One technical detail is when applying dropout, remaining neurons have extra input weights (in average) as it should be, which leads to total much more weights than we want. To solve this multiply each input connection weights by $(1 - p)$ *keep probability* after training or alternatively divide each neuron's output by keep probability during training.

To implement dropout in Keras, you can use `keras.layers.Dropout`:

```python
model = keras.models.Sequential([
    keras.layers.Flatten(input_shape=[28, 28]),
    keras.layers.Dropout(0.2),
    keras.layers.Dense(100, activation='elu'),
    keras.layers.Dropout(0.2),
    keras.layers.Dense(10, activation='softmax')
])
```

> Since dropout is active only during training, comparing training loss with validation loss can be misleading. So make sure to evaluate training loss after training without dropout.

Dropout does tends to significantly slow down convergence, but it results a much better model.

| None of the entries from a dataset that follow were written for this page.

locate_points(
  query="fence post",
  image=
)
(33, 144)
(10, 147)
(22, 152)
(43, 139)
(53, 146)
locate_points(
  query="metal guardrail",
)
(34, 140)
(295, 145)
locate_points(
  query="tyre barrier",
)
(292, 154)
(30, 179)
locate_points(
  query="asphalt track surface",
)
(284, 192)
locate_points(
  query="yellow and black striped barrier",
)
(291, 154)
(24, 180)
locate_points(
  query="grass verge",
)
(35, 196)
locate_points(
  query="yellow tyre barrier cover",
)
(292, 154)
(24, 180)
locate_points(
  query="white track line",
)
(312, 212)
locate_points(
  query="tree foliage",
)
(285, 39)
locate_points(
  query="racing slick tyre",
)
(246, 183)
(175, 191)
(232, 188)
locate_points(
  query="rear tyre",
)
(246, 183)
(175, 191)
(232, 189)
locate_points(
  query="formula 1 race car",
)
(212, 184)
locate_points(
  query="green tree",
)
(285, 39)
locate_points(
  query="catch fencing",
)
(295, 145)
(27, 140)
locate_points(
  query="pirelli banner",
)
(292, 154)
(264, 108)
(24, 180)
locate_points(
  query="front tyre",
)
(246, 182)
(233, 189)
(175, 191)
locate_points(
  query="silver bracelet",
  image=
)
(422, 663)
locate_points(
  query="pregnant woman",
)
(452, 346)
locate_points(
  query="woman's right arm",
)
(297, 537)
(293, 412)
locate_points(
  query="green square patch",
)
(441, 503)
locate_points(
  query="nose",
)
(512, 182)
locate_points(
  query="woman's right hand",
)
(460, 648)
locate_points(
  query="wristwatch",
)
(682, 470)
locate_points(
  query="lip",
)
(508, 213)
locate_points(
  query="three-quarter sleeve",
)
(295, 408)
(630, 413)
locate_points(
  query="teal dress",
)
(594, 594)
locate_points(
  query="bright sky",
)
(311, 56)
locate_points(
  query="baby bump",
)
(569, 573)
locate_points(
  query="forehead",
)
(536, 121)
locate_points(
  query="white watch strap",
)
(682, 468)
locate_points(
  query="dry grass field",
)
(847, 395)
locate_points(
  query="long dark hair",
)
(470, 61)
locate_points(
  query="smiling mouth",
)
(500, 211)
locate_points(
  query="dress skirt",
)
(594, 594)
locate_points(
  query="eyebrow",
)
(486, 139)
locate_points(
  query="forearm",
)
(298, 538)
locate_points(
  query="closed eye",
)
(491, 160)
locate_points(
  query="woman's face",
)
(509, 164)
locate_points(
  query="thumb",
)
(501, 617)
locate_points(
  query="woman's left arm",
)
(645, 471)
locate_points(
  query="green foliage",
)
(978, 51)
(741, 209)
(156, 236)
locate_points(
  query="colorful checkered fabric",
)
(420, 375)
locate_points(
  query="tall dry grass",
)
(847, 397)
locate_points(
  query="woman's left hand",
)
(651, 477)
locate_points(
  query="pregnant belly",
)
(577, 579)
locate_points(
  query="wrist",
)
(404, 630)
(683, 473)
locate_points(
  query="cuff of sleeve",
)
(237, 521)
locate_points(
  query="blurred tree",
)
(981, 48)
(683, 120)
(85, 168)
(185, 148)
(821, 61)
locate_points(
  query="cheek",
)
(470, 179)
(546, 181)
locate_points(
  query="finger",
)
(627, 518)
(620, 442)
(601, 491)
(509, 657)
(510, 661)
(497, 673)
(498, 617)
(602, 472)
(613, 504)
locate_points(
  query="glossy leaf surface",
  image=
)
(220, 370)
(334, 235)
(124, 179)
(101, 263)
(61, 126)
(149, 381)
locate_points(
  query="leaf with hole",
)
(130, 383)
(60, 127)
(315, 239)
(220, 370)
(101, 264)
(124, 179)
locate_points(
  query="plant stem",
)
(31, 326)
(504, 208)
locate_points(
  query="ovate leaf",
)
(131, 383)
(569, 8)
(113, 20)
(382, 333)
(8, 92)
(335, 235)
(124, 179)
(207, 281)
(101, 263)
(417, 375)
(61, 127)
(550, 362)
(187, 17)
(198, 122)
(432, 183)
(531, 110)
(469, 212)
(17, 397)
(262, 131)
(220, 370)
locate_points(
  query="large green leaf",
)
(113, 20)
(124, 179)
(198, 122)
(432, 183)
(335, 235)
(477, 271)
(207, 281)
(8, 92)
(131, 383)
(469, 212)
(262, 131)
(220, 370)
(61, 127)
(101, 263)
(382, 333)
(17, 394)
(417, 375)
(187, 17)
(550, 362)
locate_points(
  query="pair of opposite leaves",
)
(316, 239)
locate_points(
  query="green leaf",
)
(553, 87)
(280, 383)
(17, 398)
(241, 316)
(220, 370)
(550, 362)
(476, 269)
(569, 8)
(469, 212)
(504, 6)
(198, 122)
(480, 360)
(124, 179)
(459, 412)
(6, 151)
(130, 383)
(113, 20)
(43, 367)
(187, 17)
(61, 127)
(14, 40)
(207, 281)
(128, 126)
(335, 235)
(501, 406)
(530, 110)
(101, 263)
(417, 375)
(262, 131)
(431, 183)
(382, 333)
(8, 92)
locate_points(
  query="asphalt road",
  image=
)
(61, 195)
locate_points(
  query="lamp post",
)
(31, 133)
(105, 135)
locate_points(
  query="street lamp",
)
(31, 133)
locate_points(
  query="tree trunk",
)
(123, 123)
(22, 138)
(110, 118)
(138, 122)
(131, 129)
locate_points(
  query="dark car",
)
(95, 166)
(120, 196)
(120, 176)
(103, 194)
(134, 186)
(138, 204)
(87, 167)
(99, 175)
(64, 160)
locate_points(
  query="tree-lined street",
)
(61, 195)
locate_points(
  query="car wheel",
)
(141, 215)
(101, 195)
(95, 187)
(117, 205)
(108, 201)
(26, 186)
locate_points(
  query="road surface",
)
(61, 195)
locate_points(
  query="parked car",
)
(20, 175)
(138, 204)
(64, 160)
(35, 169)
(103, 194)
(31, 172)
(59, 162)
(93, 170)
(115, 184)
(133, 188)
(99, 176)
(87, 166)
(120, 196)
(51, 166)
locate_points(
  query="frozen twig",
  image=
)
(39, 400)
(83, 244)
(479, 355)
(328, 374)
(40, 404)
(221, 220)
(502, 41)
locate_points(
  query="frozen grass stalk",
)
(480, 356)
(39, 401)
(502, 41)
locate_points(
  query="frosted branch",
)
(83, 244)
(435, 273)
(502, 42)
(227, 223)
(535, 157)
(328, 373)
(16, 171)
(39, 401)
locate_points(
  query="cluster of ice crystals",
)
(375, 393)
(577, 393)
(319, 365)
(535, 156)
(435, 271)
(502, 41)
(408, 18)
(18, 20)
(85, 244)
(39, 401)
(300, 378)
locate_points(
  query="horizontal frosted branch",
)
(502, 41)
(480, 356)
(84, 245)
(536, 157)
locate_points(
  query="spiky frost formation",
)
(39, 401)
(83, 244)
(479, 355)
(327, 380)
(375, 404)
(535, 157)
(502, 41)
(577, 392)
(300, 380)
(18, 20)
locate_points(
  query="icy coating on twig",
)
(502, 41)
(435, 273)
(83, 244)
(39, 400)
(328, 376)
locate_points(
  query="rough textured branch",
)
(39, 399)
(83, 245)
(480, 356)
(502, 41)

> If you want to regularize a self-normalizing network based on SELU activation function, you can use *alpha dropout*: this preserves mean and variance of its inputs.

## Monte Carlo Dropout

*MC Dropout* is a powerful technique which can boost the performance of any trained dropout. Let's look at implementation:

```python
y_probas = np.stack([model(X_test_scaled, training=True)
                    for sample in range(100)]) # [100, 10000, 10]
y_probas = y_probas.mean(axis=0) # [10000, 10]
```

We set `training=True` for dropout to be active. Because of this all the predictions are different, so we stack up 100 different predictions and average them all. Then we get single prediction. 

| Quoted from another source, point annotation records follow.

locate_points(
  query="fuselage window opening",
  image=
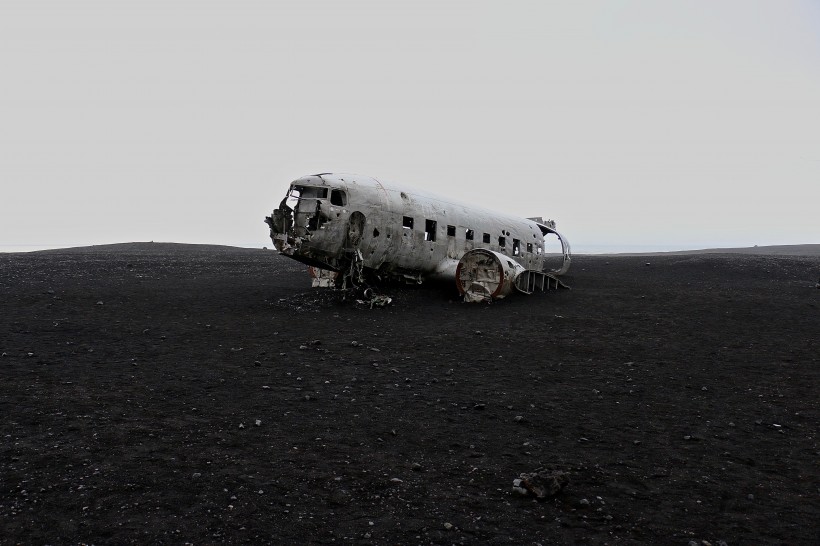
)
(430, 230)
(338, 198)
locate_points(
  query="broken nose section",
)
(486, 275)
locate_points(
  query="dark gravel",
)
(156, 393)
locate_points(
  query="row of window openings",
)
(430, 234)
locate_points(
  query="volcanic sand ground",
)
(156, 393)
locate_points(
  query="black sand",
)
(679, 393)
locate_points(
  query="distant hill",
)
(164, 248)
(150, 248)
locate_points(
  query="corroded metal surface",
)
(359, 226)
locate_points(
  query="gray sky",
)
(679, 123)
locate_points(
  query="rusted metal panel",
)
(342, 223)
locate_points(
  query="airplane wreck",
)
(355, 230)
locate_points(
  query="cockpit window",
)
(338, 198)
(306, 192)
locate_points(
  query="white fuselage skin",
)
(398, 231)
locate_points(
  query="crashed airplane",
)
(353, 229)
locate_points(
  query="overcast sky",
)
(675, 123)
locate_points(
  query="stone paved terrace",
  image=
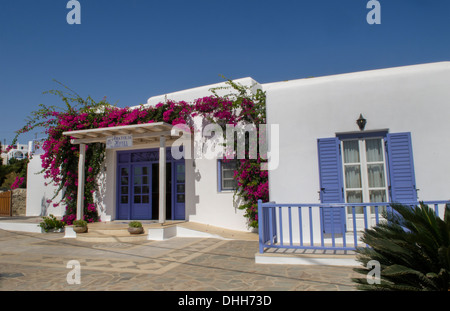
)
(38, 262)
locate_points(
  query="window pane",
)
(180, 198)
(180, 168)
(229, 165)
(377, 196)
(351, 151)
(352, 176)
(229, 184)
(354, 197)
(145, 199)
(374, 150)
(180, 188)
(376, 175)
(228, 173)
(180, 177)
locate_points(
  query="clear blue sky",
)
(129, 50)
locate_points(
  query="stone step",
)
(120, 237)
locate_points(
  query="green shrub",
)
(412, 248)
(51, 223)
(135, 224)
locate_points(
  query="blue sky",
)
(129, 50)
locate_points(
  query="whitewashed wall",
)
(412, 99)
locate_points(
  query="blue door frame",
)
(136, 185)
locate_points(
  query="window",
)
(364, 167)
(364, 171)
(227, 182)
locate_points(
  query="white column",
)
(80, 195)
(162, 179)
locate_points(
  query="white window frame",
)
(363, 164)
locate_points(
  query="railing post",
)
(260, 227)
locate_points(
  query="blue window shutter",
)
(331, 184)
(401, 168)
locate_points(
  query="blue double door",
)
(138, 187)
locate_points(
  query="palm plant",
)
(412, 248)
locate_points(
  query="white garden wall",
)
(405, 99)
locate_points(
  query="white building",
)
(324, 157)
(18, 151)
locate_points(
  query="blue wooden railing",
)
(301, 226)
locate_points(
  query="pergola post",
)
(162, 179)
(80, 194)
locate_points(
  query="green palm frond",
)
(412, 247)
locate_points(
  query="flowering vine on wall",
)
(60, 157)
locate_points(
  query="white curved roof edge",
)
(190, 95)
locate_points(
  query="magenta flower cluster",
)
(60, 157)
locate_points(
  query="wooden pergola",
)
(141, 134)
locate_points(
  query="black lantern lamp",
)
(361, 122)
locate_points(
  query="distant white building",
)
(18, 151)
(324, 157)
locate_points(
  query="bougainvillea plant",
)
(60, 157)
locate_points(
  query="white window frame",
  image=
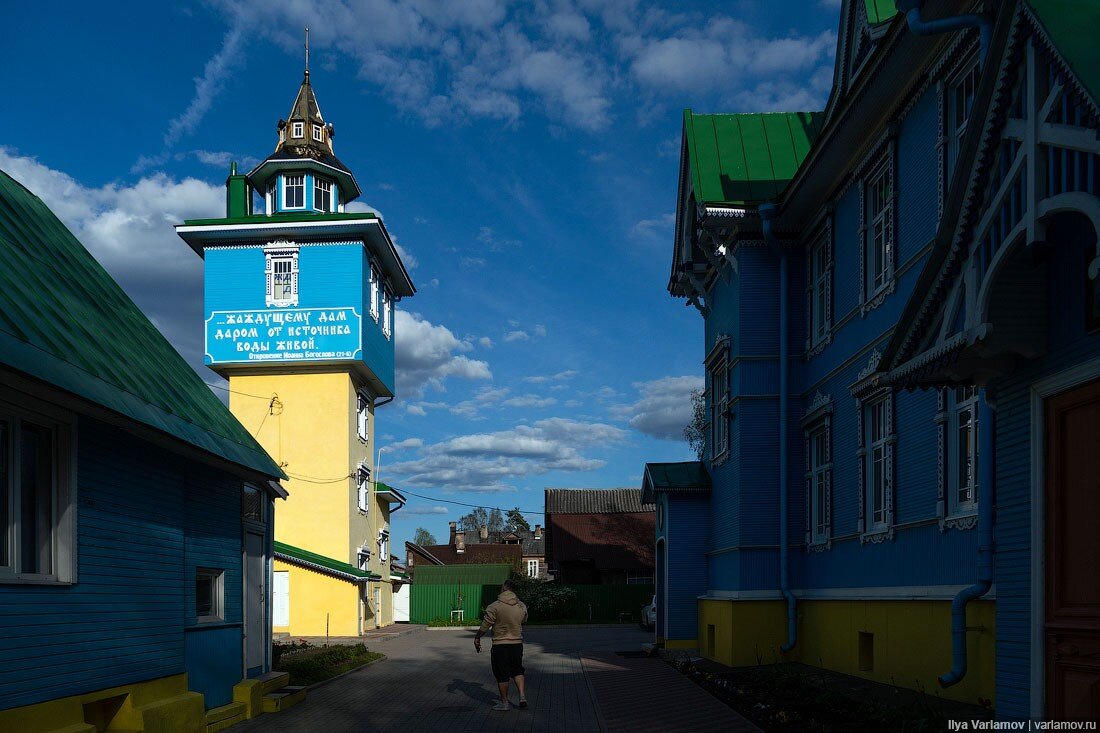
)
(322, 186)
(374, 292)
(62, 531)
(876, 466)
(717, 397)
(279, 255)
(288, 181)
(362, 417)
(387, 313)
(217, 599)
(363, 488)
(820, 291)
(965, 79)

When model predicts single prediction with dropout off it shows best probability. But by MC Dropout technique result is more general and sensitive. So when you want to make a sensitive model (like medical or financial) MC Dropout would be helpful.

Moreover, model's accuracy also increased by MC Dropout without retraining it.

> The number of MC samples (100 in this example) is a hyperparameter. Higher would be more accurate the predictions and uncertainty will be. If you double it prediction time doubles. So its a trade-off between latency and accuracy.

If your model consists other special layers like `BatchNormalization` layers. Then you should not force `training=True`, instead use `MCDropout` layer given below:

```python
class MCDropout(keras.layers.Dropout):
    def call(self, inputs):
        return super().call(inputs, training=True)
```

## Max-Norm Regularization

*Max-norm regularization* constrains the weights $w$ of the incoming connections such that $||w||_2 < r$, where $r$ is the max-norm hyperparameter. 

It is typically implemented by computing $||w||_2$ after each training step and rescaling $w$ if needed by $w \gets w\frac{r}{||w||_2}$.

Reducing $r$ increases regularization.

```python
keras.layers.Dense(100, activation='elu',
                  kernel_constraint=keras.constraints.max_norm(1.))
```

You can also constrain bias term by setting `bias_constraint`.

The`max_norm()` has an `axis` argument defaults to 0. But when using convolutional layers make sure what axis you want to use (usually `axis=[0, 1, 2]`).